Fenwick’s window out into the office, the Journal’s survivors and departed told me, included a bevy of the company’s most attractive women. Overall, the atmosphere, between the ogling and the authoritarian style, created a poor, if not hostile, workplace.

Upon arrival, fixing that workplace became CEO Will Lewis’s first priority, and, by most accounts, he’s normalized it.

That’s the no-brainer for James and Lachlan, two modern men of the world, we’d believe. Their choice of Ailes’ replacement will tell whether they apply the Journal’s good lesson. (Here, we can only root for the unorthodox pick of Megyn Kelly, and await the delight of her going up against Jeff Zucker’s CNN forces. Hell, with the way the country is going, that could be a preview of the 2020 Presidential election.)

The tougher issue is Fox and its future. As a $1-billion-a-year cash elephant for 21st Century Fox, it presents a conundrum: How do keep pumping the profits as the world, and its audiences, change around it?

Consider that the average Fox News Channel viewer is 68 years old, and getting a year older each year. Bill O’Reilly’s audience: 72! This is a crowd — by no coincidence, demographically similar to much of Donald Trump’s base – that needs to be milked. The Murdochs need to keep monetizing it, via cable fees and advertising, through the version of Fox News that Ailes built.

At the same time, they can look at the data — presumably more their bailiwick, now, than Rupert’s — and see the issues FNC faces with 25-54-year-olds.

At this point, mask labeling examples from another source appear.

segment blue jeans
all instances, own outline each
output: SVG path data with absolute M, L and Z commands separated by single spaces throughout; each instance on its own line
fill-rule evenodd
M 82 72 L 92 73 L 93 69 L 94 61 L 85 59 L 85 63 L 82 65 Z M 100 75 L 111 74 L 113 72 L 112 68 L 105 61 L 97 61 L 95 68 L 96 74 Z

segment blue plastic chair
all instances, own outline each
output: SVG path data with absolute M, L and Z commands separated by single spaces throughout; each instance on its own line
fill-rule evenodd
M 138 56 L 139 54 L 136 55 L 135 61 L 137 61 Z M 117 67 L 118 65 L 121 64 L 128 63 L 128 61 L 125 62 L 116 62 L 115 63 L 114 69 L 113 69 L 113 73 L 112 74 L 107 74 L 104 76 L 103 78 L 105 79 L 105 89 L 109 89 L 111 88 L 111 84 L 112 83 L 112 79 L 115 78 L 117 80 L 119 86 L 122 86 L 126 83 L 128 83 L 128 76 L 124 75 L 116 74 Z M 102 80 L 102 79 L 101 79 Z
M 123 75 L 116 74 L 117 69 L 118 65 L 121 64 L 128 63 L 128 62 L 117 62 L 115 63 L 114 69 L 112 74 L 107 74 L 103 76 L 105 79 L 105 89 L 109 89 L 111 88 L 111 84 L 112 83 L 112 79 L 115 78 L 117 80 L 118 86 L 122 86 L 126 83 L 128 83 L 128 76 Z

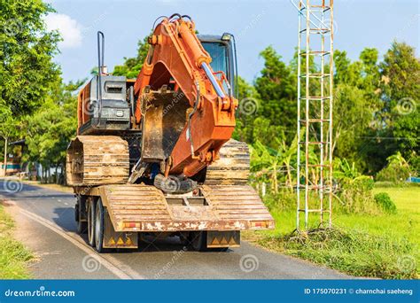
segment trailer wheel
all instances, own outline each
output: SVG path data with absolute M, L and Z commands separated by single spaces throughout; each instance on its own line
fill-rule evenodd
M 204 252 L 207 248 L 206 243 L 206 235 L 205 231 L 194 231 L 190 233 L 190 244 L 198 252 Z
M 90 246 L 95 246 L 95 200 L 88 204 L 88 242 Z
M 86 203 L 86 201 L 84 203 Z M 88 232 L 88 222 L 82 221 L 82 212 L 83 208 L 84 205 L 82 204 L 82 197 L 77 197 L 77 202 L 74 206 L 74 219 L 77 223 L 77 232 L 80 235 L 84 235 Z
M 104 247 L 104 206 L 101 198 L 97 201 L 95 212 L 95 248 L 97 252 L 103 252 Z

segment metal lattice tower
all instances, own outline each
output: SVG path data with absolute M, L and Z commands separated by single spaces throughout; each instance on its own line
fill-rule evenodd
M 328 226 L 331 226 L 333 0 L 299 0 L 293 5 L 299 10 L 297 134 L 299 139 L 296 187 L 299 231 L 302 214 L 305 229 L 308 228 L 309 214 L 319 214 L 320 225 L 324 224 L 327 214 Z M 301 153 L 305 155 L 303 159 Z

Yes, we know that 2016 has been a boon year for Fox, and CNN, with even MSNBC reversing a long slump. But, 2017, that’s another question entirely.

Will Roger Ailes’ twin pursuits of power-brokering and profit-making fit so neatly together into the next decade? Will the cable news business — oh-so-slowly being disintermediated by digital (and mobile) video — maintain its margins, as the audience ages out? With Ailes gone and the next Murdochs in charge, those are the real questions they face, whether they fully appreciate it yet or not.

Finally, who can map the political landscape going forward, assuming that (perhaps historic) Trump loss? Hillary Clinton’s negative–positive ratio would presumably return the historic 50/50, as it does for most presidents. After eight years of hating Obama, faced with the generational “loss” of the Supreme Court and further loss after loss on social tolerance issues (on which the right has long lost, looking at attitudes by generation), it is actually conceivable to imagine Clinton Fatigue. Sure, that may be premature, but much of the emotion of 2016 may well be spent.

There’s no doubt that cable will experience a significant audience drop-off from this year’s Trump high. As the Republican Party likely searches for its future (parlor game: do it without mentioning the words “Paul Ryan”), the Murdoch scions may well — unexpectedly — have been forced to reimagine the Fox News that Roger Ailes built. The task they thought would come later has come sooner.